É possível se recuperar de um caso? A resposta para a maioria dos casais é sim
Lílian e Mateus estavam juntos há 20 anos e eram os pais de Lola, com treze anos, e Isabel, com cinco aninhos. A vida era basicamente: escola, escolinha, trabalho, inglês da mais velha, pediatra, parquinho, mais trabalho e a administração da casa. Nenhum dos dois fazia do casamento uma prioridade, porque, afinal, quem consegue? Facilmente se esqueciam até mesmo de fazer amor, cansados, desestimulados, mas fora isso, sem queixas de ambos os lados, em uma análise superficial, o casamento era bom e sólido, nenhum dos dois tinha dúvidas quanto a isso.

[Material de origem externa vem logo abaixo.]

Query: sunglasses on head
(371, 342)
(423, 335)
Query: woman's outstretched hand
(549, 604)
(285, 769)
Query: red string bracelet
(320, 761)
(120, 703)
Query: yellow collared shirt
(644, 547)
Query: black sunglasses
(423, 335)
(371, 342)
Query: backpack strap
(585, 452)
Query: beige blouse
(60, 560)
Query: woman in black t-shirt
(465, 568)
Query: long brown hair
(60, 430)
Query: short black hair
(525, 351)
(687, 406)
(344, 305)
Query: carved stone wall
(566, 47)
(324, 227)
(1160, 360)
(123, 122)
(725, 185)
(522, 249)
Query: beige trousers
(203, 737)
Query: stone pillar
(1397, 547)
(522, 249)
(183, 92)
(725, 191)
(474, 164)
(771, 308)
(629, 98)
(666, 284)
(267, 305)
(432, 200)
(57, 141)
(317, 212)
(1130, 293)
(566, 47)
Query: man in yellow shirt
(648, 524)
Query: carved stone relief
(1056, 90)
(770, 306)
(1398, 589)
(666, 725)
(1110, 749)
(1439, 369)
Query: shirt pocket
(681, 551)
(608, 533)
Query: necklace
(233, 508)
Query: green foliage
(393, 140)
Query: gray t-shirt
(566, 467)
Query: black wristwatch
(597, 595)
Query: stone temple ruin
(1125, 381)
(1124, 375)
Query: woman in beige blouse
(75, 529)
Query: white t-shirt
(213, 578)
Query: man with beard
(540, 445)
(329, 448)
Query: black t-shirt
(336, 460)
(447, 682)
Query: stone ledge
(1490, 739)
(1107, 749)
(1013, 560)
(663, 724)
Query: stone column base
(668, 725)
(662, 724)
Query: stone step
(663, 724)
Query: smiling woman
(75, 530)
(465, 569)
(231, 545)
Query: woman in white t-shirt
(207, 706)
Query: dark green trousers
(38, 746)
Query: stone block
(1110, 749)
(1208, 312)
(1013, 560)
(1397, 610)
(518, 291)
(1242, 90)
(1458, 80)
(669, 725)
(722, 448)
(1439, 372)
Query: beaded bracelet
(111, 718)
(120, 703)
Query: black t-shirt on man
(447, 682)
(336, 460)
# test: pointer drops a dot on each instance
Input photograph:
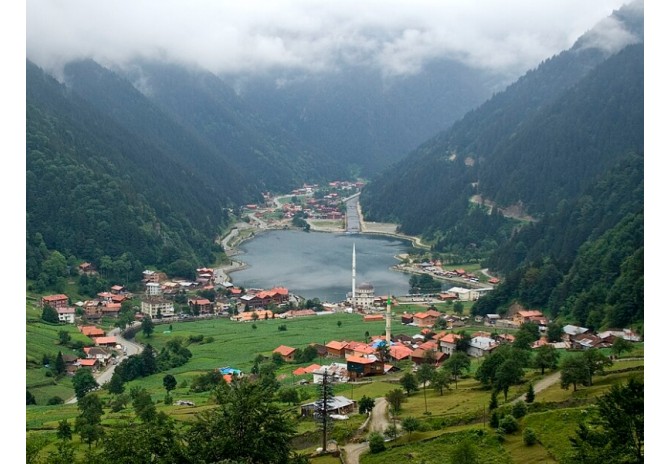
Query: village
(342, 360)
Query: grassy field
(457, 416)
(237, 344)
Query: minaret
(353, 278)
(388, 322)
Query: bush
(519, 409)
(529, 437)
(376, 441)
(494, 422)
(509, 424)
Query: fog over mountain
(394, 37)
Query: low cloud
(397, 37)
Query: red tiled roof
(54, 297)
(91, 331)
(400, 352)
(335, 345)
(450, 338)
(311, 368)
(360, 360)
(284, 350)
(533, 313)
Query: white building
(153, 289)
(365, 296)
(481, 346)
(66, 315)
(156, 305)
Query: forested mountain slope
(95, 189)
(584, 263)
(539, 142)
(210, 110)
(565, 142)
(362, 117)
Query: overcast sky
(226, 36)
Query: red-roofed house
(116, 289)
(200, 306)
(255, 315)
(287, 353)
(427, 319)
(277, 295)
(400, 352)
(448, 343)
(92, 363)
(358, 366)
(528, 316)
(358, 349)
(66, 314)
(111, 309)
(336, 349)
(55, 301)
(92, 331)
(105, 341)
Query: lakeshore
(244, 231)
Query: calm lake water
(318, 264)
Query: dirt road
(541, 384)
(378, 423)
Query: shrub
(376, 441)
(529, 437)
(509, 424)
(519, 409)
(494, 422)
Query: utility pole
(324, 410)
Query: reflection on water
(318, 265)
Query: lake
(318, 264)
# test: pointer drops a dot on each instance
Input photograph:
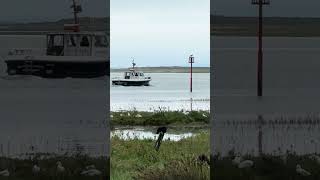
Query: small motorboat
(132, 78)
(70, 53)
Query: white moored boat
(67, 54)
(132, 78)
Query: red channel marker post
(191, 61)
(260, 3)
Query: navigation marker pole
(191, 61)
(260, 3)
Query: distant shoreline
(169, 69)
(219, 26)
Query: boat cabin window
(55, 45)
(85, 42)
(100, 41)
(127, 75)
(72, 41)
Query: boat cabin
(77, 44)
(134, 75)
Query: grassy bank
(137, 159)
(21, 169)
(267, 167)
(158, 118)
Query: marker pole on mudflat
(260, 3)
(191, 61)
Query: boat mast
(133, 64)
(76, 10)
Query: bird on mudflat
(204, 159)
(161, 131)
(5, 173)
(91, 171)
(301, 171)
(245, 164)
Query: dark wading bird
(160, 131)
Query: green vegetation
(168, 69)
(158, 118)
(267, 167)
(21, 169)
(137, 159)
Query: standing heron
(161, 131)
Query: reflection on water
(299, 135)
(140, 134)
(53, 116)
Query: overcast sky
(160, 33)
(39, 10)
(43, 10)
(290, 8)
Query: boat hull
(58, 69)
(131, 83)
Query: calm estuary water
(291, 91)
(169, 91)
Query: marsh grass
(266, 167)
(159, 117)
(137, 159)
(21, 169)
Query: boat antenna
(76, 10)
(133, 64)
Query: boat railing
(27, 51)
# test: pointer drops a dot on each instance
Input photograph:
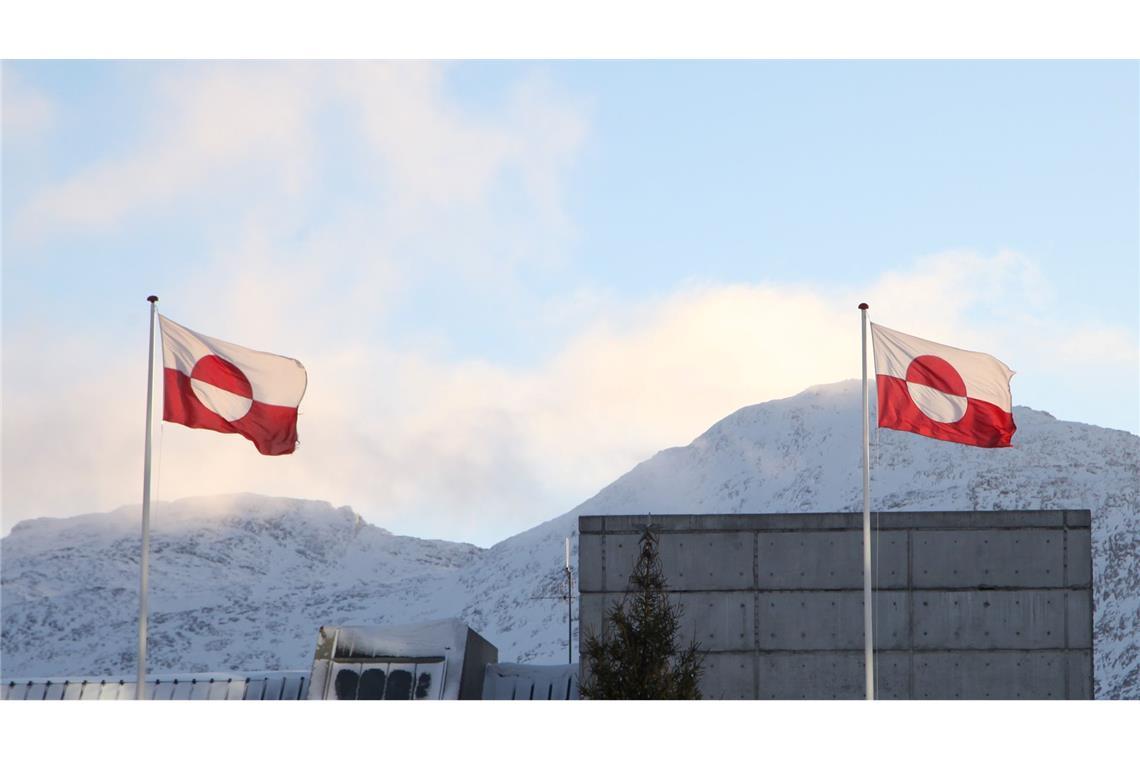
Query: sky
(511, 282)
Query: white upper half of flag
(986, 377)
(274, 380)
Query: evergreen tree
(638, 658)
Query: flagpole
(868, 635)
(569, 606)
(140, 686)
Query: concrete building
(967, 605)
(432, 660)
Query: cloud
(27, 113)
(254, 131)
(477, 449)
(315, 238)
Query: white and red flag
(941, 391)
(220, 386)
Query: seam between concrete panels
(1068, 692)
(910, 614)
(884, 589)
(756, 615)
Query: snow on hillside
(243, 582)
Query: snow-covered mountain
(242, 582)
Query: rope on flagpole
(144, 555)
(868, 606)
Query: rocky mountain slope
(242, 582)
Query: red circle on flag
(221, 387)
(219, 373)
(936, 373)
(936, 389)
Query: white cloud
(26, 112)
(478, 449)
(250, 132)
(437, 447)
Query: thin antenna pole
(868, 610)
(569, 606)
(140, 686)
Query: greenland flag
(941, 391)
(220, 386)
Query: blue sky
(486, 264)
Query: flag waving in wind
(220, 386)
(941, 391)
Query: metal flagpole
(140, 687)
(868, 635)
(569, 606)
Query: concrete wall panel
(719, 621)
(828, 560)
(985, 620)
(729, 676)
(1027, 558)
(968, 605)
(1077, 619)
(707, 561)
(829, 620)
(589, 563)
(990, 676)
(1080, 675)
(1079, 557)
(620, 557)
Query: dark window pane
(399, 685)
(372, 685)
(345, 685)
(423, 685)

Mas repentinamente tudo mudou, com o comportamento de Mateus se modificando dia a dia. Escapadas na noite, depois do trabalho, o tempo no celular, preferencialmente longe das vistas da esposa e não demorou para que Lilian percebesse. Ela perguntou algumas vezes se estava tudo bem e ele sempre respondia que sim, que estava atualizando algum assunto, checando notícias, embora depois de um tempo repetindo a mesma pergunta, ele começasse a reagir mal e a responder atravessado.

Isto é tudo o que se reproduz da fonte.